By William H. Kelley III
The Margaret Walker Center at Jackson State University is pleased to announce Charlie Cobb, civil rights activist and journalist, will keynote the 55th Annual Dr. Martin Luther King, Jr., Birthday Convocation on Friday, Jan. 13 at 9 a.m. CST in the M.W. Stringer Grand Lodge Auditorium.
Born in Washington, D.C., Cobb is a former field secretary of the Student Nonviolent Coordinating Committee (SNCC). He helped to organize Freedom Summer with the Council of Federated Organizations (COFO) in 1964. In the same year, Cobb contributed to the Mississippi Summer Project by proposing the creation of Freedom Schools, which was geared towards teaching reading, writing, and mathematics along with Black history and culture to anyone who was interested.

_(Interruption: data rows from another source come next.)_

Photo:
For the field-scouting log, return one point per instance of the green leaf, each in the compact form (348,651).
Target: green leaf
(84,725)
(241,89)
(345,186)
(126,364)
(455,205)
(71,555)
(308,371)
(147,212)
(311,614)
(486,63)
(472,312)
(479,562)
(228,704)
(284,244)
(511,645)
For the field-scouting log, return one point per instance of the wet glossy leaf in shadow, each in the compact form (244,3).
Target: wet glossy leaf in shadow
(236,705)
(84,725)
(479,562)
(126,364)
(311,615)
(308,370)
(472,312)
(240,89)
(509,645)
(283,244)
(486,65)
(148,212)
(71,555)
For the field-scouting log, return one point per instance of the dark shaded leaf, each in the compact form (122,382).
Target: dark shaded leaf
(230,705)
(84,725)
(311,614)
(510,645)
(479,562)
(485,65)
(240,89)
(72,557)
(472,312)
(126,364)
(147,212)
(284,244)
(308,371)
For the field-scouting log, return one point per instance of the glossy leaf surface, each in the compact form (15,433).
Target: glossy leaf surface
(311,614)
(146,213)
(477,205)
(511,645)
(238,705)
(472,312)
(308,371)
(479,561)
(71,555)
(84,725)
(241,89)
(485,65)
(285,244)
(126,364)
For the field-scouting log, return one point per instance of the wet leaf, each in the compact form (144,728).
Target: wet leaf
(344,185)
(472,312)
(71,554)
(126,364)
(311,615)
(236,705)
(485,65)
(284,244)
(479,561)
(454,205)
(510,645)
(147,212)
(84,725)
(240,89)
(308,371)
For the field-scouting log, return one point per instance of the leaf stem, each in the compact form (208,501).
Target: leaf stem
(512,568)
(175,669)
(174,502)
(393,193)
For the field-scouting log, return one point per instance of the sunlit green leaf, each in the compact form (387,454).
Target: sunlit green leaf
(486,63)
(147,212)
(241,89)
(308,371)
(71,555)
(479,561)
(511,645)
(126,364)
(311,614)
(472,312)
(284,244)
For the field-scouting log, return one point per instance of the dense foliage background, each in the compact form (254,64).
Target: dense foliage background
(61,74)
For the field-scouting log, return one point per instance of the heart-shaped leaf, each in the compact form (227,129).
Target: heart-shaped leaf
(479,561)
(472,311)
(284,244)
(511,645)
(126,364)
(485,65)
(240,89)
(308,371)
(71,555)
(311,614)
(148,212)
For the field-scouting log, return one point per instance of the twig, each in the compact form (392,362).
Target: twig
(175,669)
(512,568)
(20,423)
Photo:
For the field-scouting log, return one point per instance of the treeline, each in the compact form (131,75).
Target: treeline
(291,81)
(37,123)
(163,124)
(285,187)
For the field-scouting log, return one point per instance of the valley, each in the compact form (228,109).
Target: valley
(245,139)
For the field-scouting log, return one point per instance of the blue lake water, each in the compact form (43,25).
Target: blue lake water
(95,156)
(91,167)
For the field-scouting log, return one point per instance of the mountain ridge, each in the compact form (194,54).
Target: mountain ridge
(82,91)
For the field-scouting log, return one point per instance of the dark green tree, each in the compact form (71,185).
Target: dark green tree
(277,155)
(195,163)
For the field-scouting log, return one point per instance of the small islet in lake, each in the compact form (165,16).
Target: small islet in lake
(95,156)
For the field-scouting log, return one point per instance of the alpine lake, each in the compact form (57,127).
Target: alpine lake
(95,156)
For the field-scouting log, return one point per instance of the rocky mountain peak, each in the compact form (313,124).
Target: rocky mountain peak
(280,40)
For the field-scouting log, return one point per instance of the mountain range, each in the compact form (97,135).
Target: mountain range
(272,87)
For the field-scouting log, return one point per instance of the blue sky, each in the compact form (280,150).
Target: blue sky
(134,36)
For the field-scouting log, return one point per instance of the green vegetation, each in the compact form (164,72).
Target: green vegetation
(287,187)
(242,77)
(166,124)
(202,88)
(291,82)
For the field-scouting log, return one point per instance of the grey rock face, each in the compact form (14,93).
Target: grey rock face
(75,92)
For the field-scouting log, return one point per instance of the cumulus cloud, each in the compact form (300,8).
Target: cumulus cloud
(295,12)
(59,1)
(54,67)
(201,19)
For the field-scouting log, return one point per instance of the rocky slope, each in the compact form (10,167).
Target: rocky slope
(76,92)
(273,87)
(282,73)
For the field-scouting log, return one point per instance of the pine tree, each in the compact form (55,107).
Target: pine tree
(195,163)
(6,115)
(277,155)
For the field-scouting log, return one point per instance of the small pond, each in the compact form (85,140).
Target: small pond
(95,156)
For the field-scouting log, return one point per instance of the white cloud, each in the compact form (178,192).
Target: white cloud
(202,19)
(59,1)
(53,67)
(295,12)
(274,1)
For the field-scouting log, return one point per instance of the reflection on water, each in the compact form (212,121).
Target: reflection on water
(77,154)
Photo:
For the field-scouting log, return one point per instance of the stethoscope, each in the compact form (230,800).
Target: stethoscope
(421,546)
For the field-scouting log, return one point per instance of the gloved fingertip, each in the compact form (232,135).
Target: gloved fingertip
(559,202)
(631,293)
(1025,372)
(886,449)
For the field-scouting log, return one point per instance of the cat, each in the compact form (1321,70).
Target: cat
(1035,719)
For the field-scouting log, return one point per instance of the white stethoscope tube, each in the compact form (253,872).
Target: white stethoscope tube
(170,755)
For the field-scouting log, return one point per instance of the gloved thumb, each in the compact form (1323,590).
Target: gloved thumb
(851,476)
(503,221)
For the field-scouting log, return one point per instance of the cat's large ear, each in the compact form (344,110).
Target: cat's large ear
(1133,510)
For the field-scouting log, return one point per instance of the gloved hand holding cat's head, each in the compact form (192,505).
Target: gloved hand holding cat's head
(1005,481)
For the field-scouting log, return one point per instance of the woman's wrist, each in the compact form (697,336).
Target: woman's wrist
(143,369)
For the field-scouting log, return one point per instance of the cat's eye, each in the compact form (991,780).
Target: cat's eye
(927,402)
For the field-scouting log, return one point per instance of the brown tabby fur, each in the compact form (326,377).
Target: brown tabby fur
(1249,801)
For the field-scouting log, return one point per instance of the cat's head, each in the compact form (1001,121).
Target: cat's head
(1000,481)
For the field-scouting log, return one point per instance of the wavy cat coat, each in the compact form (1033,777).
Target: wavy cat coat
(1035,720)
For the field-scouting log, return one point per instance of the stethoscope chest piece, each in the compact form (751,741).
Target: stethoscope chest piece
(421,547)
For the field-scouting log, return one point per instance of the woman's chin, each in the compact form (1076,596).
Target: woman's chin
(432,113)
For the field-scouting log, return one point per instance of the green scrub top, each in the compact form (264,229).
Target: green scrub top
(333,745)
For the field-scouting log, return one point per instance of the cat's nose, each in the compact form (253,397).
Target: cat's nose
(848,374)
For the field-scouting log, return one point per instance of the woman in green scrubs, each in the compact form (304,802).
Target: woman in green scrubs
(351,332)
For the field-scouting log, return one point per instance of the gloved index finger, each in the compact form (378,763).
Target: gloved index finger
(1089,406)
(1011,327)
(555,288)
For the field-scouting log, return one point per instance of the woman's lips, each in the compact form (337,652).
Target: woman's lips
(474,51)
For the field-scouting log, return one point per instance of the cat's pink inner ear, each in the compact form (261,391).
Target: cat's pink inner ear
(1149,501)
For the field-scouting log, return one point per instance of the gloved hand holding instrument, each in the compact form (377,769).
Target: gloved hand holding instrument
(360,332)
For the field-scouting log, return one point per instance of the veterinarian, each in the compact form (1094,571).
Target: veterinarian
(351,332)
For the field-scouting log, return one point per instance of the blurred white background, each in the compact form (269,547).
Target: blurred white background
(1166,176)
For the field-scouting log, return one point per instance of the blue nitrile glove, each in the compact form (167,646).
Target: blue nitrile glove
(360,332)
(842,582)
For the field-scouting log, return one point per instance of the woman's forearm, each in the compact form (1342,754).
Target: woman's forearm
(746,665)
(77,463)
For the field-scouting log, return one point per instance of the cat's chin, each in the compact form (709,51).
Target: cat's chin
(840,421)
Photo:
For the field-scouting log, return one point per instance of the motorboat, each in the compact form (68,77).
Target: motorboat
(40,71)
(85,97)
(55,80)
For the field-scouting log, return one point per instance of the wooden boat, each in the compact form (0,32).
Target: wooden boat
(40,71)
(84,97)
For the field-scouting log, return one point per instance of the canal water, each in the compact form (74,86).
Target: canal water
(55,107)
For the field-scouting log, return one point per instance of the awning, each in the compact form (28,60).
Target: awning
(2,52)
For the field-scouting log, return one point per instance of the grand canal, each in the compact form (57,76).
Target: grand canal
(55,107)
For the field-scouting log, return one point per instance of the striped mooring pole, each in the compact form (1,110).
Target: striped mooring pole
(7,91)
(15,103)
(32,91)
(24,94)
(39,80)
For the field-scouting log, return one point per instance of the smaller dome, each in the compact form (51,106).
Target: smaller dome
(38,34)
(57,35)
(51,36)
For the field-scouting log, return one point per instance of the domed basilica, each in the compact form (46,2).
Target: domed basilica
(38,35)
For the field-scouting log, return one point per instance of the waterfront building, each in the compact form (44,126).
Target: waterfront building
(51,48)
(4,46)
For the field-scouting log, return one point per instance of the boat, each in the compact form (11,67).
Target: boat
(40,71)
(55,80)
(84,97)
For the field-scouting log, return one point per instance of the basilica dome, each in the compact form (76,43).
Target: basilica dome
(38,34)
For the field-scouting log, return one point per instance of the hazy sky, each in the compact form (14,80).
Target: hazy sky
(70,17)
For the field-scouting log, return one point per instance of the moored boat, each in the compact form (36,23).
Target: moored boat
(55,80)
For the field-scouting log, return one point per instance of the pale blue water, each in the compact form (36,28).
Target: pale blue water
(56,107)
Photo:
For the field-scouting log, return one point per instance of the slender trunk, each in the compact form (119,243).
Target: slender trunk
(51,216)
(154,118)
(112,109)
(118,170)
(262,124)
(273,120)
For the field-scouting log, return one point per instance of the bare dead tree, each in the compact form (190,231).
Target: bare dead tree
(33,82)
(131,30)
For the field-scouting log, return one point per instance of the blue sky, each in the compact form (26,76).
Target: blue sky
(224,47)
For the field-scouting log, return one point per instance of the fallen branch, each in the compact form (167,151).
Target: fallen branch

“We are so lucky to have Charlie Cobb keynoting our MLK Convocation this year at JSU,” said Robert Luckett, Ph.D., director of the Margaret Walker Center. “His legacy as a scholar and activist is legendary, and it is of great significance that he will be speaking at the historic Masonic Temple, the site of so many extraordinary moments during the civil rights movement, including the state convention of the Mississippi Freedom Democratic Party in 1964.”
In January 1969, Margaret Walker began the MLK Convocation at Jackson State to honor King just nine months after his assassination, making it one of the oldest celebrations of his life in the nation. Cobb joins its list of notable speakers for the 55th celebration.
Cobb is the author, editor, and co-author of several books, including ‘This Nonviolent Stuff’ll Get You Killed: How Guns Made the Civil Rights Movement Possible’ and ‘On the Road to Freedom, a Guided Tour of the Civil Rights Trail’. He is also a founding member of the National Association for Black Journalists and was inducted into their hall of fame in July 2008. Cobb has worked as a reporter for WHUR Radio in Washington, D.C., and National Public Radio, as well as an on-air writer and correspondent for PBS’s documentary series ‘FRONTLINE,’ and the first Black writer for National Geographic magazine as an editorial staff member. The journalist has also helped establish the online news site ‘AllAfrica,’ where he serves as their first diplomatic correspondent.
The MLK convocation is free and open to the public.